(no subject)

Mar 27, 2006 16:29


you whistle in style brisé.
your favorite pickup line is, "What's your favorite augmented sixth chord?"
your second favorite pickup line is, "Would you like to raise my leading tone?"
you have ever played the how-many-episodes-is-too-many-episodes fugue game.
you have a poster of Allen Forte in your room.
you know who Allen Forte is.
you dream in four parts.
your biological clock follows a non-retrogradable isorhythm.
you can improvise 16th-century counterpoint with no trouble, but you frequently forget how to tie your shoes.
you will look at a piece by Bach and say, "You know, I think he could have gotten a better effect this way . . ."
you expected something quite different out of The Matrix.
you can answer your phone with a tonal or a real answer.
you like to tease your friends and loved ones with deceptive cadences.
you know how large a major 23rd is without having to count. (a 7th right? hah)
you only drink fifths, and then you laugh at the pun.
you feel the need to end Tchaikovsky's Pathétique Symphony with a picardy third.
your favorite characteristic of Brahms's music is the subcutaneous motivic play.
instead of counting sheep, you count sequences.
you find free counterpoint too liberal.
Moussorgsky's "Hopak" gives you nightmares.
you wonder what a Danish sixth would sound like.
you long for the good old days of movable G-clefs.
the Corelli Clash gives you goosebumps. Every time.
you can hear an enharmonic modulation coming a mile away.
you can hear Berg's lover's dog coming a mile away.
you have had to be forced to stop labeling motives.
you confuse fishsticks with ground bass.
you found No. 27 funny.
you have ever quoted Walter Piston.
you like to march to the rhythm of L'histoire du soldat.
your license plate says: PNTONL.
you have ever defended yourself with, "But Gesualdo did it!"
you have ever tried to do a Schenkerian analysis on "Three Blind Mice."
you have ever tried to do a Schenkerian analysis on 4'33''.
you have ever had a gebrauchsmusik party.
you have ever tried to hop onto the omnibus.
you like to wake up to a Petrushkated version of "Reveille."
you lament the decline of serialism.
you know what the ninth overtone of the harmonic series is off the top of your head.
you keep the writings of Boethius on the coffee table.
you have ever dressed up as counterpoint for Halloween.
you have ever written a musical palindrome and given it a witty title.
you can name ten of Palestrina's contemporaries.
you have ever found a typographical error in a score by Ives, Nancarrow, or Babbitt.
you have ever heard a wrong note in a performance of a composition by Ives, Nancarrow, or Babbitt.
you already sensed that if this list had been written by Bartók, this would be the funniest item.
you enjoy the tang of a tritone whenever you can.
you've let the rule of the octave determine how you go from one event of the day to the next.
you have ever played through your music as if the fingering markings were figured bass symbols.
you suspiciously check all the music you play for dangling sevenths.
you have devised your own tuning method.
you keep a notebook of useful diminutions.

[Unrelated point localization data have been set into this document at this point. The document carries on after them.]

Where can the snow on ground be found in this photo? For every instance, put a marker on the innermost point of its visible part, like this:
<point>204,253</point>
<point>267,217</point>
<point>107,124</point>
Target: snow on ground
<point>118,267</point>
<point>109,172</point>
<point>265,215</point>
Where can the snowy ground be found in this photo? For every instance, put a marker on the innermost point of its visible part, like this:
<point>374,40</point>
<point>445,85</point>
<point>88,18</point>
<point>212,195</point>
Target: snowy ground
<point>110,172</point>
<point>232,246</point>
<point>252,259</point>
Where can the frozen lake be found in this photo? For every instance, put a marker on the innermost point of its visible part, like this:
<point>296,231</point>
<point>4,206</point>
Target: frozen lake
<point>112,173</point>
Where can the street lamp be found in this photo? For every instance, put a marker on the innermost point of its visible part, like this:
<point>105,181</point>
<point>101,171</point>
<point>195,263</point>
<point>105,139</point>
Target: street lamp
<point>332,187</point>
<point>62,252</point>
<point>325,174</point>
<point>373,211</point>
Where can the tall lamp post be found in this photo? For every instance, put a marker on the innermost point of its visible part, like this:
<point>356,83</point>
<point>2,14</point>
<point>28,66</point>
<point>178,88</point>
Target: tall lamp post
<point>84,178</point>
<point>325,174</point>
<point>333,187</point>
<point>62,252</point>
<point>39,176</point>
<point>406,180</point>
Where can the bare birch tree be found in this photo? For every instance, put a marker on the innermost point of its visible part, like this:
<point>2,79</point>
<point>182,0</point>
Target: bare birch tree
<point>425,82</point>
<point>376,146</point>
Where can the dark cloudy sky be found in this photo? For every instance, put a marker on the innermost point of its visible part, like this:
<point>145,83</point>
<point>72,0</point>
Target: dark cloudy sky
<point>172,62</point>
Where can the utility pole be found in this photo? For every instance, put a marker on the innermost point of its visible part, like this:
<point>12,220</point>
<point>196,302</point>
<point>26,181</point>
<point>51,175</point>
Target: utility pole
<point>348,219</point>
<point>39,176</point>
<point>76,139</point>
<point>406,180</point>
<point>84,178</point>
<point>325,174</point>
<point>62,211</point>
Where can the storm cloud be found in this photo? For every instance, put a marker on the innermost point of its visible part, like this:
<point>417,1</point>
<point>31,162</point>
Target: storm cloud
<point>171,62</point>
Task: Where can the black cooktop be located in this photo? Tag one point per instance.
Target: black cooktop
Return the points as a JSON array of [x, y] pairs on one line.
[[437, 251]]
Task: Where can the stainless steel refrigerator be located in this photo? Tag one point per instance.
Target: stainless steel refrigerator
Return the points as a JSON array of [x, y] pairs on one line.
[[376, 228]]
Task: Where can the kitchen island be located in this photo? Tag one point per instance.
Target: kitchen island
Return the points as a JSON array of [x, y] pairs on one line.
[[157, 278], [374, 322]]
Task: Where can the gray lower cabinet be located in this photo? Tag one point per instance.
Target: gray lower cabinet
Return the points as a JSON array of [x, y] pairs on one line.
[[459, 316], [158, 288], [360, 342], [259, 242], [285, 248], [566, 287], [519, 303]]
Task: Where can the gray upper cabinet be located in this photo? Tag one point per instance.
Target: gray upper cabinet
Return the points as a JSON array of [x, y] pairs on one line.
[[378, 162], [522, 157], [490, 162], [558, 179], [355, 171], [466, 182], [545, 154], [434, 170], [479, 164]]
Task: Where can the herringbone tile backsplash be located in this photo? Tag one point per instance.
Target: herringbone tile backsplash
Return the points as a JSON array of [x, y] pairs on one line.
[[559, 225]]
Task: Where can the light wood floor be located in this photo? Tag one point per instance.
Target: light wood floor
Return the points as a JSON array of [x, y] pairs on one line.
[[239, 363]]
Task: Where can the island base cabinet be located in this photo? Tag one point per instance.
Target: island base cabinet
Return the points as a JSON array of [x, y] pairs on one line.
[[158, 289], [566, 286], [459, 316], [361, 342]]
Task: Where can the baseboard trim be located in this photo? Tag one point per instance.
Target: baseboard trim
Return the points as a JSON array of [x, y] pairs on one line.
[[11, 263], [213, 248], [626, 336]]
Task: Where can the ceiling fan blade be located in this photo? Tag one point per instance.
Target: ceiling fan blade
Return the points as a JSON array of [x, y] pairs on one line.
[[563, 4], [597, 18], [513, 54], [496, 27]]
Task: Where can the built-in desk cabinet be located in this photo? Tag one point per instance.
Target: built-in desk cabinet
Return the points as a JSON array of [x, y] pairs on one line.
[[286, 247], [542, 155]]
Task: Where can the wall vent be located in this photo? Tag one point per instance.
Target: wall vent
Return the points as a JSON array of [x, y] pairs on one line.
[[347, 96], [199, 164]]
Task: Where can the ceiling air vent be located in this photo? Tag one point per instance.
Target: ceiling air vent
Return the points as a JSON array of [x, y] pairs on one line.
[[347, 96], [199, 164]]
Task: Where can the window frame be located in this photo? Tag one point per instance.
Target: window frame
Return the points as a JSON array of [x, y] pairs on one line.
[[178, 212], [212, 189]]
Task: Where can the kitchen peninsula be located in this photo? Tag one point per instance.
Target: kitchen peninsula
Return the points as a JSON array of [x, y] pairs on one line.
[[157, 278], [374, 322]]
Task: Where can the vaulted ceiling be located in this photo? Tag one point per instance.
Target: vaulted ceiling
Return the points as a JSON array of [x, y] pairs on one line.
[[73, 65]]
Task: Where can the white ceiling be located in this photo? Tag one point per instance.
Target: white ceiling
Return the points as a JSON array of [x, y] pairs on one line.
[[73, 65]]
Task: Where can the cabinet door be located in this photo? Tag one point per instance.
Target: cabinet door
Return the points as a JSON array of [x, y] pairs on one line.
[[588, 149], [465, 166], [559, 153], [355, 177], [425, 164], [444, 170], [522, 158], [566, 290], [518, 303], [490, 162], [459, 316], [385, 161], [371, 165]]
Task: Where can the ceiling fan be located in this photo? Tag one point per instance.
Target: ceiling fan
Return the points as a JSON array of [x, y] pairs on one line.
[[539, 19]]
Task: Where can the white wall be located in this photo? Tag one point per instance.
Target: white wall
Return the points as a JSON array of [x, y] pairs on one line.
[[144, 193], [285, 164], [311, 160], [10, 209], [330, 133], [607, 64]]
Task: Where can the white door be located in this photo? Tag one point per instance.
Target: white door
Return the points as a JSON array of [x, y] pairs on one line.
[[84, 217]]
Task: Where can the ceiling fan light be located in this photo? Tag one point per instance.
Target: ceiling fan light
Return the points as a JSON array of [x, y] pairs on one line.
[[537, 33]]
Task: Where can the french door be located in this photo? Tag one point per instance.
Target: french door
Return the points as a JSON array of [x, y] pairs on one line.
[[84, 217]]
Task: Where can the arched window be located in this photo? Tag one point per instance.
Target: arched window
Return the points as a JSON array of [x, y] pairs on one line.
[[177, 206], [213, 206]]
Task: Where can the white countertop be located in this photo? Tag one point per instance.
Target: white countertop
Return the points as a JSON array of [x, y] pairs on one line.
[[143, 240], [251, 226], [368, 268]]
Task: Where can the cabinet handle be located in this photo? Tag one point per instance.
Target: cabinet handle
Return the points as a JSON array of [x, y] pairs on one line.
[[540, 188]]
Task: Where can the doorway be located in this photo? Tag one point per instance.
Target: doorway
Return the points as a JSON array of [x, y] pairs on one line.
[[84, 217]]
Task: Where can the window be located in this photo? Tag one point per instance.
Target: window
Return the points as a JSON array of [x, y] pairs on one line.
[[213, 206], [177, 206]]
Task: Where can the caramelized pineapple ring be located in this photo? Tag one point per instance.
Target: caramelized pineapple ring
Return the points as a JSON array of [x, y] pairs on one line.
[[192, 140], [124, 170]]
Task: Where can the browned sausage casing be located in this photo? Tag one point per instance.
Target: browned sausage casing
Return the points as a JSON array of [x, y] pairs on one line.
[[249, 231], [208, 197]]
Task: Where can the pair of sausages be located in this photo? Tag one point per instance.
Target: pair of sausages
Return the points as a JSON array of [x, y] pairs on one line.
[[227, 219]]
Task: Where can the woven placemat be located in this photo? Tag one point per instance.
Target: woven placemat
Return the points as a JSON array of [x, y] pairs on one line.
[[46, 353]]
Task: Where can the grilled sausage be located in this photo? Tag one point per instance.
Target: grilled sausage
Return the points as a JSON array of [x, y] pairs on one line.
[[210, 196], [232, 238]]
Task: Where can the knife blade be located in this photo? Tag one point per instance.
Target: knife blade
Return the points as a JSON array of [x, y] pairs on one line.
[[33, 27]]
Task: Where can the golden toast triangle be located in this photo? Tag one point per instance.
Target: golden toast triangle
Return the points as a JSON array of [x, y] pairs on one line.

you have composed variations on a theme by Anton Webern. (how the hell did they know about my passacaglia already??? I wrote it like 2 weeks ago!)
you know the difference between a Courante and a Corrente.
you have trained your dog to jump through a flaming circle of fifths.
you have ever used the word fortspinnung in polite conversation.
you feel cheated by evaded cadences.
you organize phone numbers based on their prime form.
you find it amusing to refer to you ear-training course sections as your "pitch classes."
every now and again you like to kick back and play a tune in hypophrygian mode.
you wonder why there aren't more types of seventh chords.
you wish you had twelve fingers.
you like polytonal music because, hey, the more keys the merrier.
you abbreviate your shopping list using figured bass symbols.
you always make sure to invert your counterpoint, just in case.
you have ever told a joke with a punchline of: because it was polyphonic!
you have ever named a pet, instrument, boat, gun or child after Zarlino.
you have an <0 1 4> tattoo.
your lips may say, "perfect fourth," but in your heart it will always be "diatessaron."
you have ever said, "Yes, didn't Scriabin use that sonority in . . ."
you know dirty acronyms for the order of sharps.
you can name relatives of the "Grandmother Chord."
you're still wondering why I haven't included the "must-resolve-the- dominant-seventh-before-going-to-bed" indicator.
you can not only identify any one of Bach's 371 Harmonized Chorales by ear, but you also know what page it is on in the Riemenschneider edition and how many suspensions it has in the first four bars. (sadly my counterpoint prof can probably do this)
you got more than half of the jokes on this list.